Minor e Ann Rogers ( “Rennyo”, Asian Humanities Press, Berkeley,
1991, pag. 49) recorrem ao Jitsugo kyuki na descrição das
dificuldades por que passava Rennyo tanto durante sua juventude como
já na maturidade: “Por não poder
dispor de uma lamparina de óleo, Rennyo lia os textos tradicionais a
luz de uma lareira cuidadosamente racionada ou muitas vezes a luz da
lua…algumas vezes passava dois ou três dias sem refeições.” Segundo
os Rogers, no período anterior a Rennyo “…não
há evidência de que o Honganji tenha experimentado qualquer fase de
crescimento significativo em comparação com outros ramos de
Shinshu.” Ainda na mesma página, citando o Jitsugo kyuki, os
Rogers dizem: “Referência
específica menciona a ausência de visitantes e a solidão em que se
encontrava o recinto do Templo antes do nascimento de Rennyo, em
contraste com as “nuvens” de peregrinos que acorriam ao Bukkoji
situado nas vizinhanças.” Estes dados indicam a precariedade
da instituição que Rennyo encontrou.
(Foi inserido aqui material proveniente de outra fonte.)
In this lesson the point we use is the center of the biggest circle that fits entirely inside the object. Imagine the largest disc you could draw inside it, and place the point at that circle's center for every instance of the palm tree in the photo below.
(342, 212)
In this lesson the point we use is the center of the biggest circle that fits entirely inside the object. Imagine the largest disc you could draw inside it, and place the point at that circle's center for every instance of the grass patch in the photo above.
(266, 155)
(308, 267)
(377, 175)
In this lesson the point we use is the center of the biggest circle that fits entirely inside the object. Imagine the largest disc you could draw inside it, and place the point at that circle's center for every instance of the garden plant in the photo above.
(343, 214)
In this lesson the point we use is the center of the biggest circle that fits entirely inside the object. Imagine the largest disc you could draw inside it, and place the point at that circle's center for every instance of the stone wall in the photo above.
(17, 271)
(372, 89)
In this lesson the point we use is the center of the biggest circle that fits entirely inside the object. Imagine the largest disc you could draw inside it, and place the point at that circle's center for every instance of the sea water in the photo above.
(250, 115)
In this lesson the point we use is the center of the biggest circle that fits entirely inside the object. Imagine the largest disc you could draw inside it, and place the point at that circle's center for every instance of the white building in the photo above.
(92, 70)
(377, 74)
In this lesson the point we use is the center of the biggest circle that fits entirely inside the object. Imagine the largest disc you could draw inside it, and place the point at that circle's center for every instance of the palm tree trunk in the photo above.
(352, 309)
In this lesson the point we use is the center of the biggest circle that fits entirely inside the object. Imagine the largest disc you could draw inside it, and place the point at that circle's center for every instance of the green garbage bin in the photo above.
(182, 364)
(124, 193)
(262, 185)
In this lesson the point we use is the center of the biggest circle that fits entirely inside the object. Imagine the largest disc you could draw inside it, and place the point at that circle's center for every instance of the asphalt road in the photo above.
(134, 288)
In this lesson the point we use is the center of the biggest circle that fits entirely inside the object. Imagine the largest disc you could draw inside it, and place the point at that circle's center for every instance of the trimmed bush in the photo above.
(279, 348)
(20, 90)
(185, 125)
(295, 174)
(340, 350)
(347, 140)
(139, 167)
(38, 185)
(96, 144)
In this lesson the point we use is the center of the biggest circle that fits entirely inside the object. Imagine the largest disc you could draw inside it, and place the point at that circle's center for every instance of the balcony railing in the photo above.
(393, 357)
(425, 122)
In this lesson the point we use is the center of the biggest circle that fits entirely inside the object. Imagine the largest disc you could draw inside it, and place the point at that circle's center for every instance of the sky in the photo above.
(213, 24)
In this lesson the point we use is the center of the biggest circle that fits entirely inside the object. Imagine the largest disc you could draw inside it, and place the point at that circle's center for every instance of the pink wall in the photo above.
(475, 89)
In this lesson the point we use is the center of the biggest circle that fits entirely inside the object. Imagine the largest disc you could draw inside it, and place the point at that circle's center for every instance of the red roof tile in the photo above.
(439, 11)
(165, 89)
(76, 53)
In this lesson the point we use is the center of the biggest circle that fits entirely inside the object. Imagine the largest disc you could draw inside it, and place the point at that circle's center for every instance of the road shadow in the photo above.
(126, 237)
Ohtani Honganji era apenas um
pequeno Templo desolado à sombra dos gigantes circundantes como
Shoren-in e Chion-in.
Este é o contexto em que se insere o pedido que Rennyo, ainda
adolescente, ouvirá de sua mãe: que ele recuperasse a mensagem de
Shinran e a divulgasse por todo o Japão. E isto, nós veremos, ele de
fato realizou. E como?
A obstinação inabalável de Rennyo na tarefa de expandir e fortalecer
o Honganji parece indicar que para ele a consolidação institucional
era o caminho para salvar a mensagem de Shinran e ampliar seu
alcance. Dois fatos em sua biografia servem como símbolo desta
visão.
Sua luta, durante anos, procurando salvar a imagem do fundador nas
muitas fugas durante os ataques que o Honganji sofreu, para ao final
da vida entronizá-la no Templo em Yamashina. A imagem representava
a mensagem e o exemplo de vida de Shinran Shonin. O Templo que um
dia a abrigaria em segurança, era expressão da solidez que a
instituição deveria ter, para que não se perdessem, mensagem e
exemplo.
Outro fato significativo é a ênfase que durante toda a sua vida ele
dará às obras que mais marcaram suas leituras de juventude,
Kyogyoshinsho, o Rokuyosho e o Anjin ketsujosho. Segundo Renjun (M.
e A. Rogers, obra citada, pag. 52) na releitura desta última,
Rennyo consumiu três exemplares. (Dizia-se que Confúcio três vezes
trocara a capa de couro de seu exemplar do I Ching, obra a cuja
leitura se dedicou ao longo da maior parte de sua existência.) O
oitavo Patriarca nunca perdeu de vista a importância vital da
doutrina e legou sua contribuição à compreensão da mesma nas Cartas.
O Templo que abrigaria a imagem do fundador, seria também o guardião
da doutrina. Assim, para Rennyo, uma instituição sólida e poderosa
asseguraria a sobrevivência e expansão da mensagem de que era
herdeiro, o legado do Nembutsu do Outro Poder.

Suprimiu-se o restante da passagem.